Why would a bank reduce the retention period for online credit card statements?

Hi all,

Last week I received a notice from my credit card issuer (Scotiabank Visa) concerning some revised terms of contract for my personal card. (Yes, they’re probably allowed to do that.)

Among the new terms, they say they will no longer retain online credit card statements for 12 months, but only for 90 days. They advise downloading them regularly.

I’ve heard of other Canadian banks doing this sort of thing, especially for corporate credit cards.

This is 2016. Even if they have 1 million customers, those extra 9 months would fit easily on a 200-dollar hard drive. Maybe 1000 dollars for a RAID array.

Why would they do this?
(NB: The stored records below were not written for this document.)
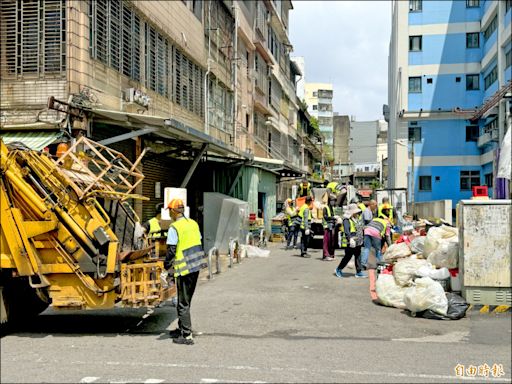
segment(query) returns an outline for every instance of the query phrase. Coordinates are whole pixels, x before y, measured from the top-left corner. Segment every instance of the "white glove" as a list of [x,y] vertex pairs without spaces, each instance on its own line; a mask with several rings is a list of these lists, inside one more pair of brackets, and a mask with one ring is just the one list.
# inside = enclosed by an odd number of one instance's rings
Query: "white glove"
[[309,236],[309,234],[311,233],[311,231],[310,231],[309,229],[306,229],[306,230],[304,231],[304,233],[306,234],[306,236]]
[[356,239],[354,239],[353,237],[350,238],[350,241],[349,241],[349,245],[348,245],[350,248],[355,248],[356,247]]

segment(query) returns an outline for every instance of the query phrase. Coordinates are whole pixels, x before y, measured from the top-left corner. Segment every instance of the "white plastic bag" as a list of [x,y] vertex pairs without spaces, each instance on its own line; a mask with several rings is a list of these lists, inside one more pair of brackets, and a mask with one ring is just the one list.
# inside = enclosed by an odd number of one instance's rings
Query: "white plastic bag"
[[407,287],[400,287],[396,284],[393,275],[379,275],[375,283],[375,292],[379,301],[388,307],[405,309],[404,295]]
[[411,255],[411,249],[406,243],[391,244],[384,253],[384,261],[394,261]]
[[413,313],[430,309],[446,316],[448,299],[440,283],[430,277],[416,279],[414,285],[405,290],[404,303]]
[[459,242],[441,240],[437,249],[428,255],[427,260],[436,267],[457,268],[459,264]]
[[426,236],[418,236],[411,240],[409,247],[412,253],[423,253]]
[[253,245],[242,245],[242,247],[245,249],[247,257],[268,257],[270,255],[269,250],[261,249]]
[[430,277],[433,280],[444,280],[450,277],[450,271],[448,268],[435,269],[434,266],[429,263],[428,265],[419,268],[416,271],[416,276]]
[[401,287],[410,285],[416,277],[416,271],[427,265],[427,260],[417,259],[414,255],[398,260],[393,267],[393,276],[396,283]]
[[445,225],[430,228],[425,238],[423,254],[426,257],[428,257],[432,252],[434,252],[439,247],[439,244],[443,241],[458,242],[458,229],[448,227]]

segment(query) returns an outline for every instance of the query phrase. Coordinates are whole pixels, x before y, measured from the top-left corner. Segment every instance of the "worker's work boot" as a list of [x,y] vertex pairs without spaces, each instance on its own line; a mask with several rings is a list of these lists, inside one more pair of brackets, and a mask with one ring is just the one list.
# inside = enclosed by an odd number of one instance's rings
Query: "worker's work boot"
[[194,344],[194,338],[192,337],[191,333],[188,335],[181,334],[176,339],[172,339],[172,342],[176,344],[192,345]]

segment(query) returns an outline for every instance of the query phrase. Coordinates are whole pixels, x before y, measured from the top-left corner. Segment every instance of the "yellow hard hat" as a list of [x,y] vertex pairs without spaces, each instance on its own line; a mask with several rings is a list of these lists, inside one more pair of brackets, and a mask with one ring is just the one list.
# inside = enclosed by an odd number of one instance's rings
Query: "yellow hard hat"
[[179,209],[185,208],[185,205],[183,204],[183,200],[181,199],[172,199],[167,208],[177,211]]

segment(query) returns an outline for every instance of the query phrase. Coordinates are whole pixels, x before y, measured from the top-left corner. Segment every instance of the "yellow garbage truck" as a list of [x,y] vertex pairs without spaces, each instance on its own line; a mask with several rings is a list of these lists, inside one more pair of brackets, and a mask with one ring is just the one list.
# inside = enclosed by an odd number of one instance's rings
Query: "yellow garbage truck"
[[[142,155],[86,137],[59,157],[0,140],[0,310],[154,307],[175,294],[132,209]],[[141,235],[142,233],[142,235]],[[162,272],[164,272],[162,274]]]

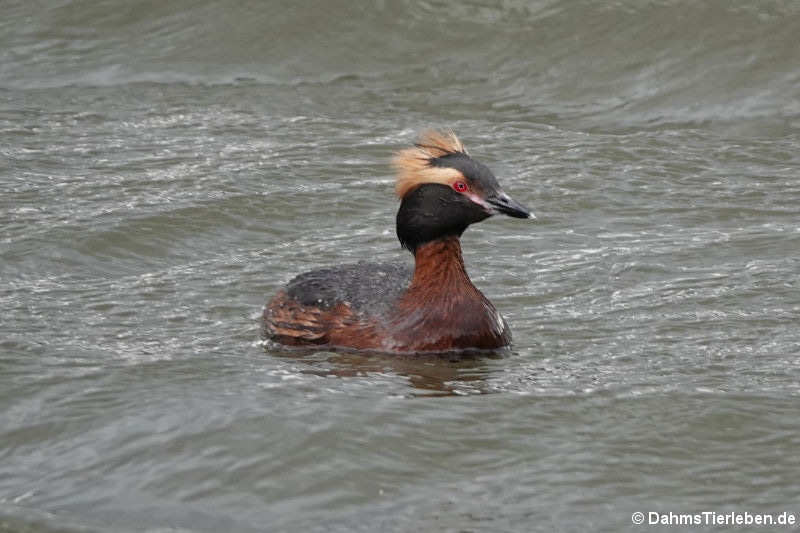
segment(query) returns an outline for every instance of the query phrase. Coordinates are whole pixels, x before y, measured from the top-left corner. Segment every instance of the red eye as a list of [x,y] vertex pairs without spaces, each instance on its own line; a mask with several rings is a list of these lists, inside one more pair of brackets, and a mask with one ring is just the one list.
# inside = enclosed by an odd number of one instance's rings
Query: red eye
[[453,184],[453,188],[458,192],[464,192],[467,190],[467,184],[463,181],[457,181]]

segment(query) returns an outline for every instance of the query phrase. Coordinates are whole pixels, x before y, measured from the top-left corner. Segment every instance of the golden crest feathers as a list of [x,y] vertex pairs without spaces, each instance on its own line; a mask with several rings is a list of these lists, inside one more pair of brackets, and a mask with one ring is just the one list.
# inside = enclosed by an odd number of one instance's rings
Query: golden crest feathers
[[403,198],[423,183],[450,185],[463,179],[461,172],[454,168],[431,165],[431,159],[455,153],[466,154],[467,150],[452,131],[423,132],[412,148],[400,150],[392,158],[392,166],[397,171],[397,196]]

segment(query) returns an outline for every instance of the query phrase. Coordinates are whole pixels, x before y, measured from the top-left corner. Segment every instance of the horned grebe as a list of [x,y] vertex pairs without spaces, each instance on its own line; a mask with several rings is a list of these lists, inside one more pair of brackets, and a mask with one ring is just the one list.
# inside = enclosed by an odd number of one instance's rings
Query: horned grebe
[[467,275],[459,237],[495,214],[534,218],[453,134],[423,133],[395,154],[403,265],[360,262],[295,277],[264,310],[267,338],[290,346],[381,352],[487,350],[511,332]]

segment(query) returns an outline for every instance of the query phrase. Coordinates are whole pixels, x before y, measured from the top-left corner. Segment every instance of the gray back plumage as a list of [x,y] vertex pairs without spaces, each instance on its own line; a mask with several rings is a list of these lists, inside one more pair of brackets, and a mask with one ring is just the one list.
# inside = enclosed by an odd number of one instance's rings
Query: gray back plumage
[[408,288],[410,265],[358,263],[312,270],[295,277],[286,287],[288,296],[302,305],[329,309],[347,303],[368,315],[386,311]]

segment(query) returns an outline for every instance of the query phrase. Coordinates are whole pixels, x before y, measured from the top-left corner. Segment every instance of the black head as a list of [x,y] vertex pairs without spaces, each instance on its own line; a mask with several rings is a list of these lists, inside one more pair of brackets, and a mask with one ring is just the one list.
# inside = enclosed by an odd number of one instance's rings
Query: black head
[[443,237],[460,237],[467,226],[490,214],[452,187],[426,183],[408,193],[397,211],[397,238],[412,252]]
[[[419,148],[419,146],[418,146]],[[530,211],[503,192],[489,168],[464,151],[427,161],[434,180],[410,187],[397,212],[397,237],[412,252],[423,243],[464,233],[467,226],[495,214],[532,218]]]

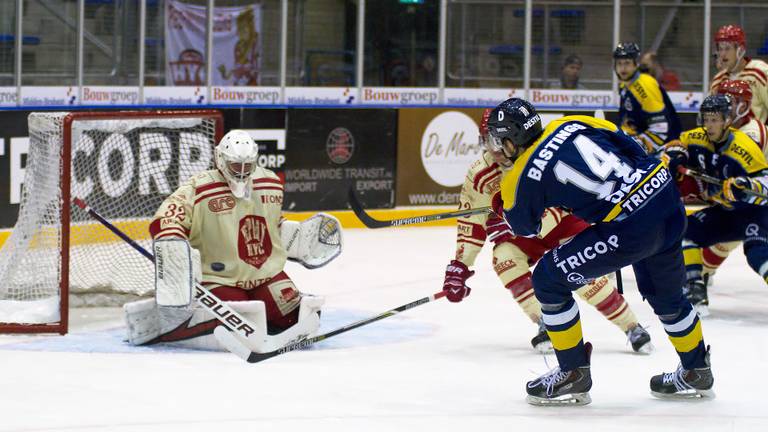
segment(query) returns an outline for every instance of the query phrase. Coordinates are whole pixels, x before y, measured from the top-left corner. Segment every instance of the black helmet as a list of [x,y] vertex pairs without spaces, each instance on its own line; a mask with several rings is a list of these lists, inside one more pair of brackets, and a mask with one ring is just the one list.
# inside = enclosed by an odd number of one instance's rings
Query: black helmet
[[613,59],[632,59],[637,63],[640,58],[640,47],[634,42],[621,42],[613,50]]
[[499,149],[503,148],[505,138],[512,141],[515,148],[525,149],[533,144],[541,132],[541,117],[536,108],[523,99],[505,100],[491,111],[488,118],[491,144]]
[[704,113],[720,113],[724,119],[730,119],[732,107],[733,102],[730,95],[715,94],[705,97],[699,108],[699,124],[703,124],[702,116]]

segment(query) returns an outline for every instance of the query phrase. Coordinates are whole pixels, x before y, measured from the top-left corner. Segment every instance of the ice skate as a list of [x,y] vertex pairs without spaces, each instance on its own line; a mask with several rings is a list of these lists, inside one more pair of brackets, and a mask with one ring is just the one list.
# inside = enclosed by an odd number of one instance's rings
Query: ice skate
[[[592,354],[592,344],[586,343],[587,362]],[[589,390],[592,388],[592,376],[589,364],[571,371],[563,372],[556,367],[539,378],[528,381],[525,399],[531,405],[586,405],[592,402]]]
[[651,335],[640,324],[627,330],[627,338],[629,338],[629,343],[632,344],[632,351],[638,354],[647,355],[655,350],[651,343]]
[[700,317],[709,315],[709,298],[707,297],[707,285],[703,280],[692,280],[686,286],[686,297],[693,305],[693,309]]
[[539,332],[531,339],[531,345],[533,348],[542,353],[547,354],[552,352],[552,341],[549,340],[549,334],[547,333],[547,327],[544,325],[544,321],[539,319]]
[[662,373],[651,378],[651,394],[661,399],[712,399],[715,382],[709,361],[709,347],[704,358],[706,367],[686,370],[680,365],[677,370]]

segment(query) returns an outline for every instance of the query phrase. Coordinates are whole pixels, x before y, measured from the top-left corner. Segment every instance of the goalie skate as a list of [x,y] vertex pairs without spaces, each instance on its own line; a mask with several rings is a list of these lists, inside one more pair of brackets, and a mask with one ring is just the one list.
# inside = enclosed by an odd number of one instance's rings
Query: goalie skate
[[655,348],[651,343],[651,335],[640,324],[627,330],[627,338],[632,345],[632,351],[638,354],[651,354]]
[[[586,343],[587,361],[592,353],[592,344]],[[526,402],[538,406],[587,405],[592,402],[589,390],[592,376],[589,365],[571,371],[552,369],[541,377],[529,381],[526,386]]]
[[686,297],[688,301],[693,305],[693,309],[699,315],[704,318],[709,315],[709,297],[707,296],[707,284],[703,280],[693,280],[688,282],[686,289]]
[[713,399],[715,379],[709,361],[709,347],[704,358],[706,367],[686,370],[680,365],[677,370],[662,373],[651,378],[651,394],[660,399]]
Doesn’t it contradict all those advertisements encouraging people to use online statements?

Because they probably have a service to retrieve older statement for a fee and they are betting a lot of people will pay that fee.

They seem to have 23 million customers. Commercial data centers do not simply order a new hard drive from NewEgg. My company supports the U.S. Department of Education, and their data center contractor charges them surprisingly high amounts to manage 1G of disk space each month. It’s not just the cost of a drive–you have to provide power, 24x7 availability, backup and retrieval, disaster recovery–the list goes on.

That being said the cost is probably still very small compared to their overall operations and the cynic in me says that Alley Dweller has the right idea. My bank is Bank of America and I don’t think they store the actual statements; I think they store account data, which has a very small footprint, and generate PDF statements on the fly if you request one (still only ~375KB for one statement).

I think it might be to make it more difficult to get a clear picture of how much money you spend on interest and penalties, if you want to look.

It’s hard to picture a scenario where the issuing bank gets some kind of advantage when their customer looks at older statements, but easy to picture scenarios where it’s a disadvantage. I think they’re probably not trying to make anything impossible, just erect more barriers to cause more customers to give up looking.

Just this past month I had a bit of difficulty with my electric utility company, having to do with their on-line billing. After several attempts to resolve this (with the final result that my problem with it was partially resolved), I said: Just fuck it, start sending me paper bills via snail-mail again, just like we used to do it back in the 1890’s. It worked then, and it still works now.

Thanks, I see the big idea now. It’s typically devious.

Amazon’s public pricing for S3 ($0.03/(GB*month) plus access fees) gives some idea of the fully loaded cost, complete with redundancy across multiple datacenters and stuff. The credit card company might have inefficient legacy IT that makes the cost to them much higher. I’d still suspect that their reasons are mostly devious, though.

I agree with ‘devious’, but they may be shooting themselves in the foot if a lot of customers elect to go back to paper.

There are a lot of cases now where we are expected to print our own stuff - I just renewed my insurance and it’s all online. If I want a document I have to print my own.

Maybe not…they will just charge a $2 “paper statement fee” to take care of any costs. I know that my credit union has such a fee. I’m waiting for the day when they have a matching $2 “convenience fee” for electronic statements.